05 July 2014
increase of authorised share capital by roc without filling any fees and form after that other company merged in it. My question if i am an auditor of merged company i am liable for penalty or not
05 July 2014
I am unable to understand your query. How can ROC increase the Authorised share capital of the company on its own, without receiving any E-form or filing fees.

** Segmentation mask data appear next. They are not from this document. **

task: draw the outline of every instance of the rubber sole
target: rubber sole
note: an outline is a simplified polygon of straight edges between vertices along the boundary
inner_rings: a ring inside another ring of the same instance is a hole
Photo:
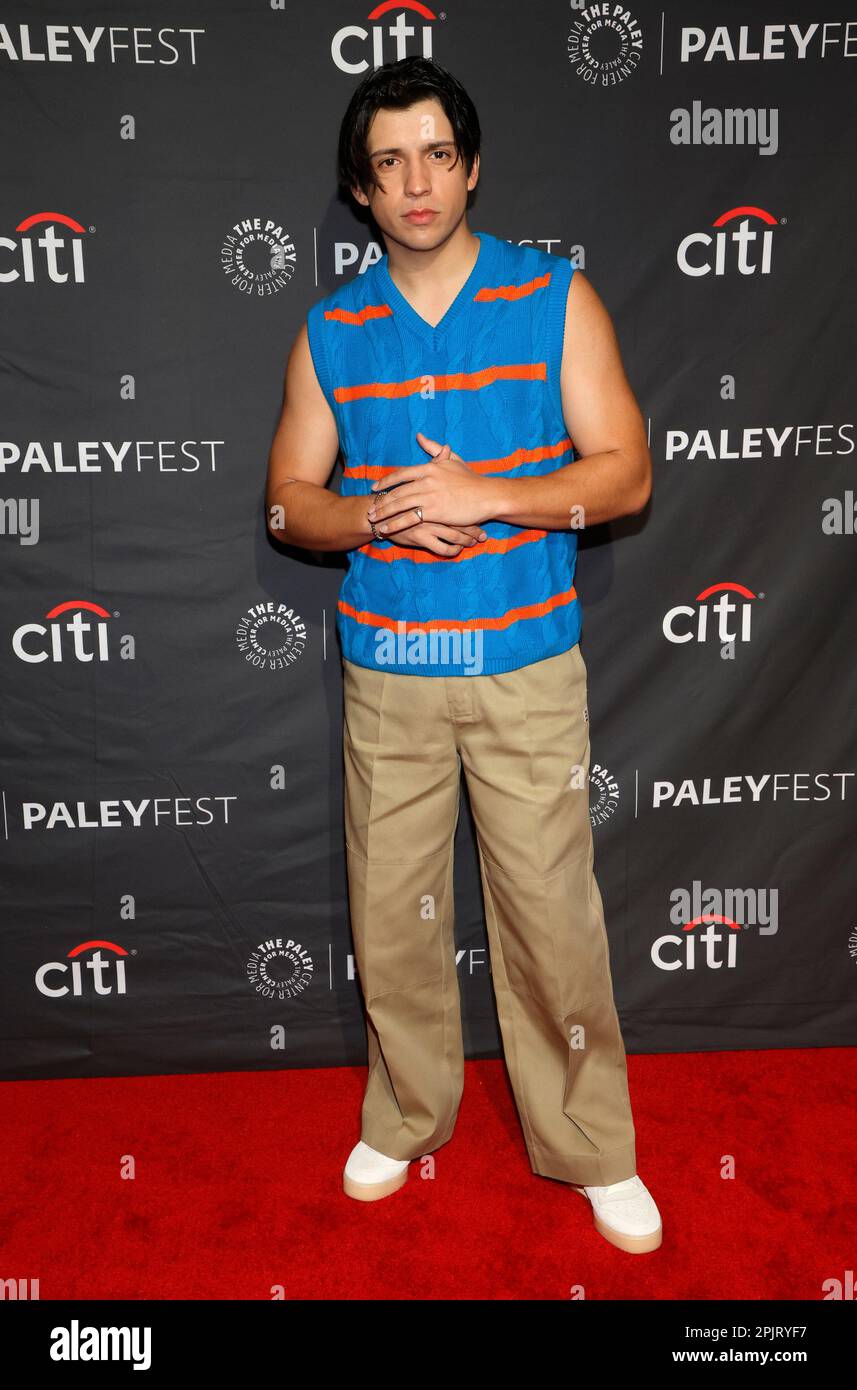
[[[628,1255],[645,1255],[650,1250],[657,1250],[662,1244],[664,1238],[664,1228],[662,1225],[658,1226],[656,1231],[650,1231],[648,1235],[626,1235],[624,1231],[617,1231],[601,1220],[601,1217],[581,1188],[572,1187],[572,1191],[579,1193],[584,1202],[586,1202],[589,1210],[592,1212],[592,1220],[598,1234],[603,1236],[605,1240],[609,1240],[611,1245],[615,1245],[617,1250],[624,1250]]]
[[[386,1178],[384,1182],[355,1182],[347,1173],[343,1173],[342,1190],[346,1197],[353,1197],[357,1202],[377,1202],[404,1187],[408,1181],[408,1172],[406,1168],[395,1178]]]

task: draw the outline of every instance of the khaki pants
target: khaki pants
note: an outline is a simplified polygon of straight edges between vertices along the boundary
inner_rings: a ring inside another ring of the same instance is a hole
[[[579,645],[500,675],[343,661],[345,841],[367,1014],[361,1138],[390,1158],[452,1135],[464,1085],[453,940],[461,767],[491,976],[530,1165],[606,1186],[636,1172],[589,818]]]

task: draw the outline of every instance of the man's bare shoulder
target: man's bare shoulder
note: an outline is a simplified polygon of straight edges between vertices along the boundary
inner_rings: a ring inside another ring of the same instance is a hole
[[[580,270],[568,287],[560,386],[563,416],[578,455],[621,451],[639,474],[642,496],[651,477],[645,423],[610,313]]]
[[[568,286],[565,313],[566,341],[591,338],[593,333],[612,333],[613,320],[607,305],[584,271],[576,269]]]

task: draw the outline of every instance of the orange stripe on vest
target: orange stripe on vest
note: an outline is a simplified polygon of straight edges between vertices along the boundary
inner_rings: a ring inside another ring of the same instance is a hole
[[[392,318],[393,311],[389,304],[367,304],[365,309],[358,309],[355,314],[351,309],[325,309],[324,317],[333,319],[335,323],[357,323],[363,324],[367,319],[387,319]]]
[[[503,613],[499,618],[468,618],[465,622],[457,619],[445,621],[443,618],[430,618],[426,622],[408,622],[402,618],[388,618],[385,613],[367,613],[365,609],[353,608],[350,603],[339,600],[337,607],[349,618],[354,618],[355,622],[365,623],[369,627],[385,627],[391,632],[398,632],[400,624],[404,623],[405,632],[426,632],[431,628],[442,629],[447,632],[465,631],[495,631],[499,632],[512,623],[519,622],[521,618],[538,618],[545,613],[550,613],[553,608],[564,607],[567,603],[573,603],[577,598],[577,590],[572,584],[570,589],[566,589],[564,594],[553,594],[544,603],[530,603],[523,608],[510,608],[507,613]]]
[[[543,459],[559,458],[560,454],[565,454],[574,445],[571,440],[561,439],[558,444],[539,444],[534,449],[514,449],[511,454],[505,454],[503,458],[497,459],[466,459],[468,468],[472,468],[474,473],[505,473],[510,468],[517,468],[522,463],[541,463]],[[353,468],[347,465],[342,470],[343,478],[385,478],[389,473],[393,473],[393,468],[385,468],[381,463],[356,463]],[[353,495],[353,494],[352,494]]]
[[[411,377],[408,381],[370,381],[365,386],[336,386],[334,398],[339,402],[360,401],[367,397],[399,398],[414,396],[422,391],[426,376]],[[546,381],[547,363],[512,362],[503,367],[483,367],[478,372],[451,372],[448,376],[434,376],[435,391],[481,391],[492,381]]]
[[[536,280],[527,280],[523,285],[483,285],[478,294],[473,296],[474,303],[481,300],[496,299],[524,299],[528,294],[534,294],[536,290],[546,290],[550,284],[551,273],[540,275]]]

Please elaborate your query to unable us help you out.
20 July 2025
Regarding your query on increase of authorized share capital by ROC without filing fees/form and the liability of the auditor of the merged company:
Key points to consider: Increase of Authorized Share Capital Under the Companies Act, any increase in authorized share capital must be approved by the shareholders and filed with the ROC using Form SH-7 along with the prescribed fee. ROC increasing Authorized Capital without proper filing Normally, ROC does not increase authorized share capital on its own without company application. If there was some clerical or procedural error at ROC, it does not absolve the company of compliance responsibility. Merger and Auditor’s Liability As the auditor of the merged company, your role is to audit financial statements and ensure compliance with applicable laws and accounting standards. If the merged company’s authorized share capital was not properly increased (i.e., no Form SH-7 filed or fees paid), this is a statutory non-compliance. The auditor should report such non-compliance in the audit report (qualified opinion or emphasis of matter). However, liability for penalty under law primarily rests with the company and its directors, not with the auditor, unless the auditor has knowingly or willfully aided such non-compliance. Due Diligence Responsibility of Auditor As auditor, you should verify whether the proper approvals and filings were made during merger. If not, you must bring it to management and report it in your auditor’s report. Summary: You as auditor are not personally liable for penalty for failure of ROC or company to file increase of authorized capital. Your responsibility is to report the non-compliance properly. If you ignore or conceal such facts, then you may be held accountable professionally.